The third edition of the State Street Digital Digest focuses on recent market volatility around cryptocurrency — what has been popularly dubbed this summer’s “crypto winter” — which negatively impacted an influx of new investors in the space.
In addition to insights from our own experts, in this issue we introduce perspectives from our client, Fideuram Intesa Sanpaolo Private Banking. Other topics explored in the Digital Digest include regulatory trends in cryptocurrency, governance in decentralised finance networks, the potential for distributing digitally tokenised assets through ETFs and the growth of stablecoins.
Here, we outline key takeaways from the latest State Street Digital Digest:
- Bitcoin investment is becoming more long-term
The entities, individuals or institutions that have bought Bitcoin on a net basis this year are long-term buyers (as entities that have bought, cumulatively, at least three times more Bitcoin than they have sold). Data from Glassnode shows that these investors now hold 78% of Bitcoin supply. This is the highest share in five years and is a marked change in behaviour to the 2017/18 crash, when long-term holdings capitulated.
- Asset manager experience also points to more long-term interest in crypto
Fideuram chief operating officer Riccardo Negro offers his perspective on increased institutional interest in Bitcoin, Ethereum and other cryptocurrencies. “We see many institutional investors deciding to buy cryptocurrency and hold it for a long time, for portfolio diversification. And although the price of Bitcoin indicates a period of consolidation for the crypto market, I see cryptoassets playing an important role in the future of the institutional portfolio,” he says.

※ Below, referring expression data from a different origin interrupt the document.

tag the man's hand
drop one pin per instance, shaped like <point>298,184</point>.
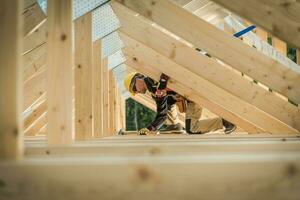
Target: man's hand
<point>144,131</point>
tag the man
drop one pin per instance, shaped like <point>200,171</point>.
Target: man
<point>165,100</point>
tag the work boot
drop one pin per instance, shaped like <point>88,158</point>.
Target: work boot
<point>229,127</point>
<point>173,128</point>
<point>188,123</point>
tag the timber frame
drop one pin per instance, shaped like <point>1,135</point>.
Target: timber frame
<point>63,110</point>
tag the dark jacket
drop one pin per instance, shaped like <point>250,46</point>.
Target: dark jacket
<point>163,104</point>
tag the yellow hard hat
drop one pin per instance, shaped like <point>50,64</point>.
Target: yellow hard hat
<point>128,80</point>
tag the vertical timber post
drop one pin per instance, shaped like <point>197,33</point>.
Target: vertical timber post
<point>11,82</point>
<point>106,103</point>
<point>97,89</point>
<point>59,72</point>
<point>83,77</point>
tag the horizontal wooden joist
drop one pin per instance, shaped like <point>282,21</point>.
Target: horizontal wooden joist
<point>281,18</point>
<point>263,176</point>
<point>223,46</point>
<point>142,56</point>
<point>184,54</point>
<point>163,147</point>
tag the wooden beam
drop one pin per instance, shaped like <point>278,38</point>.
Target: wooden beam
<point>34,128</point>
<point>298,56</point>
<point>112,103</point>
<point>33,18</point>
<point>165,147</point>
<point>34,89</point>
<point>97,89</point>
<point>194,96</point>
<point>150,174</point>
<point>223,46</point>
<point>39,109</point>
<point>34,62</point>
<point>281,18</point>
<point>142,54</point>
<point>60,74</point>
<point>180,52</point>
<point>106,103</point>
<point>35,39</point>
<point>11,80</point>
<point>83,77</point>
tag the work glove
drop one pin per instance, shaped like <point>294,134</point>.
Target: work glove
<point>144,131</point>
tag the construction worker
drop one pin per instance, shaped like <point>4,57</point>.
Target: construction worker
<point>165,101</point>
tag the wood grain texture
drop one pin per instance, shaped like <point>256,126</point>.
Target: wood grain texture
<point>60,75</point>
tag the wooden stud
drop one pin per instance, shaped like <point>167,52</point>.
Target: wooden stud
<point>223,46</point>
<point>298,56</point>
<point>34,88</point>
<point>222,76</point>
<point>34,62</point>
<point>142,55</point>
<point>97,89</point>
<point>277,17</point>
<point>112,104</point>
<point>60,74</point>
<point>33,18</point>
<point>83,77</point>
<point>106,102</point>
<point>11,80</point>
<point>35,39</point>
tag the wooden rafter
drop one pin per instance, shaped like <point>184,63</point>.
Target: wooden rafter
<point>281,18</point>
<point>223,46</point>
<point>177,50</point>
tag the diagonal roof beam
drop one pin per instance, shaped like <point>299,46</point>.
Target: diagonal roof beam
<point>281,18</point>
<point>184,54</point>
<point>223,46</point>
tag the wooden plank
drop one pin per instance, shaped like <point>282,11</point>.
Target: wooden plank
<point>142,54</point>
<point>34,128</point>
<point>123,112</point>
<point>35,39</point>
<point>60,74</point>
<point>10,80</point>
<point>28,3</point>
<point>281,18</point>
<point>164,147</point>
<point>280,45</point>
<point>34,62</point>
<point>194,96</point>
<point>33,18</point>
<point>224,77</point>
<point>223,46</point>
<point>97,89</point>
<point>142,177</point>
<point>106,103</point>
<point>298,56</point>
<point>83,77</point>
<point>33,89</point>
<point>112,103</point>
<point>36,113</point>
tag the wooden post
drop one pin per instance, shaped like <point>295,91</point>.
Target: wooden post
<point>10,80</point>
<point>298,56</point>
<point>105,75</point>
<point>112,102</point>
<point>60,72</point>
<point>123,112</point>
<point>97,89</point>
<point>83,77</point>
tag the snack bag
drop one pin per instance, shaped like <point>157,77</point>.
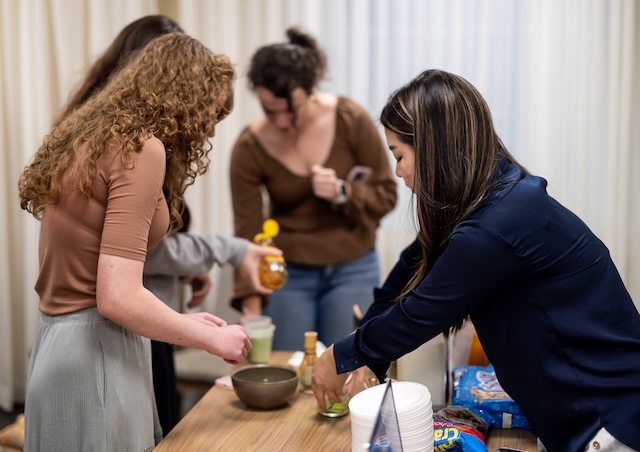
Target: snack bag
<point>477,387</point>
<point>459,429</point>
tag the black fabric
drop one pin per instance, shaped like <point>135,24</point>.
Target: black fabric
<point>164,385</point>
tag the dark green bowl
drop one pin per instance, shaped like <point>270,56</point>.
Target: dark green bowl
<point>265,386</point>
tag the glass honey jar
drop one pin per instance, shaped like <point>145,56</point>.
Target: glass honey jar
<point>272,270</point>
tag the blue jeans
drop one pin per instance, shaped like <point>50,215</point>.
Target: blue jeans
<point>320,298</point>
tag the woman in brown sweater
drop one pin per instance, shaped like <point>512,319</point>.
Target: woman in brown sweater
<point>329,182</point>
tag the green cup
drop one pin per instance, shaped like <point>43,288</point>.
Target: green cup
<point>261,342</point>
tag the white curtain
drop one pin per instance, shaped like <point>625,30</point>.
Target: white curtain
<point>561,77</point>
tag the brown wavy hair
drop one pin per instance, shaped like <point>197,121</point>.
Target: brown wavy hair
<point>169,90</point>
<point>131,39</point>
<point>447,123</point>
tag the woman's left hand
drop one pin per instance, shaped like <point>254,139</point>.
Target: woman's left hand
<point>323,182</point>
<point>325,379</point>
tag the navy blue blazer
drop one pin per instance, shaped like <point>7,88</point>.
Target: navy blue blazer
<point>549,306</point>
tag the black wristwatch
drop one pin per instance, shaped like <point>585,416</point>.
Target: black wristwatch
<point>341,190</point>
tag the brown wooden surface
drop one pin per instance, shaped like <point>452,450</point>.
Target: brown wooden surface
<point>221,422</point>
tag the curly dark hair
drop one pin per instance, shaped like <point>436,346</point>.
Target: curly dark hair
<point>283,67</point>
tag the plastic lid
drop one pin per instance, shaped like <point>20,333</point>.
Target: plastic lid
<point>310,339</point>
<point>270,228</point>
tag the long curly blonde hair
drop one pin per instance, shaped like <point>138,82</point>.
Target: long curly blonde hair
<point>169,90</point>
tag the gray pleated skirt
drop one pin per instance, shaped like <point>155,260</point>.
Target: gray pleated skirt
<point>89,387</point>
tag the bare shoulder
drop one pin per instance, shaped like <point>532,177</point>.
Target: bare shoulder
<point>327,100</point>
<point>152,154</point>
<point>153,145</point>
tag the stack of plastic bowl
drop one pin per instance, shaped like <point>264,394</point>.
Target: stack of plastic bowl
<point>413,410</point>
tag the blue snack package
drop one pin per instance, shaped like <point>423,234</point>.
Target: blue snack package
<point>459,429</point>
<point>477,387</point>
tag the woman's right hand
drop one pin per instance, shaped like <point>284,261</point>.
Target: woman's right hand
<point>230,342</point>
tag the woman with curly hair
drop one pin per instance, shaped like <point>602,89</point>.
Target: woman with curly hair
<point>180,258</point>
<point>108,184</point>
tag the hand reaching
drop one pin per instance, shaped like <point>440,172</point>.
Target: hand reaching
<point>230,342</point>
<point>325,380</point>
<point>323,182</point>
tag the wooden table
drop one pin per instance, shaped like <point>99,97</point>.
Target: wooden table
<point>221,422</point>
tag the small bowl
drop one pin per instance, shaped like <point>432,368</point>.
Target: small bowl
<point>265,386</point>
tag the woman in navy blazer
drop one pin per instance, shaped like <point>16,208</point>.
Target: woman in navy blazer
<point>549,306</point>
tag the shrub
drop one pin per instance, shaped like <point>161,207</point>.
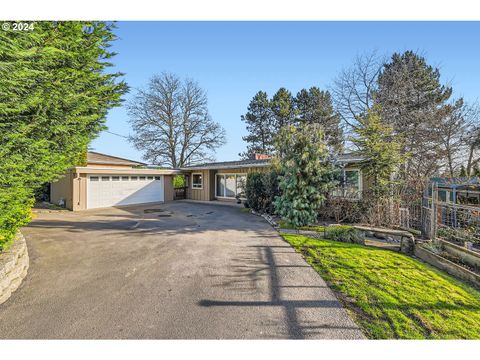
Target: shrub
<point>344,233</point>
<point>261,191</point>
<point>16,211</point>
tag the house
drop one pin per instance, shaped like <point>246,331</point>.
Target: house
<point>108,180</point>
<point>226,180</point>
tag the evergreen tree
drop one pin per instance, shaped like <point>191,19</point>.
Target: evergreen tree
<point>314,106</point>
<point>283,108</point>
<point>381,150</point>
<point>54,96</point>
<point>260,126</point>
<point>414,103</point>
<point>306,173</point>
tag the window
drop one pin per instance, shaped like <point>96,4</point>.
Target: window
<point>241,185</point>
<point>230,185</point>
<point>349,184</point>
<point>352,182</point>
<point>220,181</point>
<point>197,181</point>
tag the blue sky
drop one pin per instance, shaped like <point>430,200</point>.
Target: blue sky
<point>234,60</point>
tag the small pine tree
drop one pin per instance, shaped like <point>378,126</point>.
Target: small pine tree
<point>381,151</point>
<point>306,173</point>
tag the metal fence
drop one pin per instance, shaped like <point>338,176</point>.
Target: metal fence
<point>436,218</point>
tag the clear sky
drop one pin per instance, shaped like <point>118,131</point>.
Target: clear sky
<point>234,60</point>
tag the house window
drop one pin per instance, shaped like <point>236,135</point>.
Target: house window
<point>230,185</point>
<point>350,184</point>
<point>197,181</point>
<point>241,185</point>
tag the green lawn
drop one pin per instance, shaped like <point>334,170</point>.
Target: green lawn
<point>391,295</point>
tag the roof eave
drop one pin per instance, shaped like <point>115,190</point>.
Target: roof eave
<point>266,164</point>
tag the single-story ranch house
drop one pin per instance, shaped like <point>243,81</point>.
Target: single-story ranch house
<point>112,181</point>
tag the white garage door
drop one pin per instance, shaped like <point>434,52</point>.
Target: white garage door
<point>112,190</point>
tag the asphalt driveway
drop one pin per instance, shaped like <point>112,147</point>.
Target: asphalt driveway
<point>178,270</point>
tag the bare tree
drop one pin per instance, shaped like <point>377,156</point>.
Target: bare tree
<point>171,123</point>
<point>472,137</point>
<point>354,88</point>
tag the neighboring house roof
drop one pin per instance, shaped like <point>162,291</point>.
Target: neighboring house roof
<point>99,158</point>
<point>343,158</point>
<point>229,164</point>
<point>349,158</point>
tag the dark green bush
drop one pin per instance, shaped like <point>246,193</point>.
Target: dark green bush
<point>255,191</point>
<point>344,233</point>
<point>261,190</point>
<point>15,205</point>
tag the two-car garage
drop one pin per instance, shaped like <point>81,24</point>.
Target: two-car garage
<point>104,190</point>
<point>108,181</point>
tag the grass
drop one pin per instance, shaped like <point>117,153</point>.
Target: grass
<point>391,295</point>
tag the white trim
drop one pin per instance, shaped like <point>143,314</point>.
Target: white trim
<point>194,187</point>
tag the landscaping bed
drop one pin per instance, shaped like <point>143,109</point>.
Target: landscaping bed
<point>391,295</point>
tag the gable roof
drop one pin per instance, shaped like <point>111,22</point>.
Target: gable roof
<point>99,158</point>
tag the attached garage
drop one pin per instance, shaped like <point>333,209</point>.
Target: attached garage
<point>111,181</point>
<point>112,190</point>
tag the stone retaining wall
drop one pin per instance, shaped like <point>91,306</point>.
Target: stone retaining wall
<point>13,267</point>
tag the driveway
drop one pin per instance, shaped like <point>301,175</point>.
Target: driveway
<point>175,270</point>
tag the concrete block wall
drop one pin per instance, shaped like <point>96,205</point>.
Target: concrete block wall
<point>13,267</point>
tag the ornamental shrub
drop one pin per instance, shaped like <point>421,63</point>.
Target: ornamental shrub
<point>261,191</point>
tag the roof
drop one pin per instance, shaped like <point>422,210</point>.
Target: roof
<point>99,158</point>
<point>343,158</point>
<point>229,164</point>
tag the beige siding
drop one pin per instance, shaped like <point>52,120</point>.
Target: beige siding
<point>62,189</point>
<point>169,191</point>
<point>110,166</point>
<point>80,192</point>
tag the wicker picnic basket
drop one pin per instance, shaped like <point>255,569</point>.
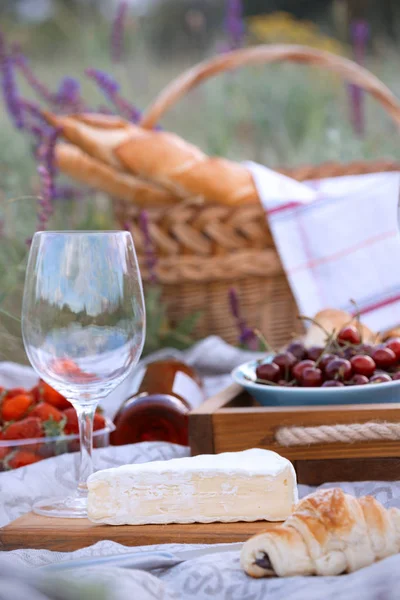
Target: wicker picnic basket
<point>205,249</point>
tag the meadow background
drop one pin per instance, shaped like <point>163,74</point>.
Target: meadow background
<point>279,115</point>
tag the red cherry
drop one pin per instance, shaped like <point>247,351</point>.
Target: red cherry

- International bodies are rallying around global crypto standards
In July, the Financial Stability Board (FSB), an international body comprising the ministers of finance and central bank governors of G20 countries and beyond, as well as organisations having a major role in global financial stability, issued a “Statement on International Regulation and Supervision of Cryptoasset Activities”. The statement stressed following a path of “same activity, same risk, same regulation” when approaching cryptoasset activities, voiced support for timely implementation of international standards and noted the need to adopt regulations to address financial stability risks arising from cryptoassets; in particular, stablecoins.
- The Ethereum merge is here
Ethereum, a blockchain platform used for cryptoasset transactions, including of its own cryptocurrency Ether, has recently engaged in a change of governance model. “Ethereum 2.0” limits voting rights to approved validators, rather than all successful miners of Ether (a switch known as “proof of work” to “proof of stake”), who must own at least 32 Ether and will only have voting rights equal to a maximum of 32 Ether, regardless of how many they own. There will also be a system of sanctions for inappropriate voting.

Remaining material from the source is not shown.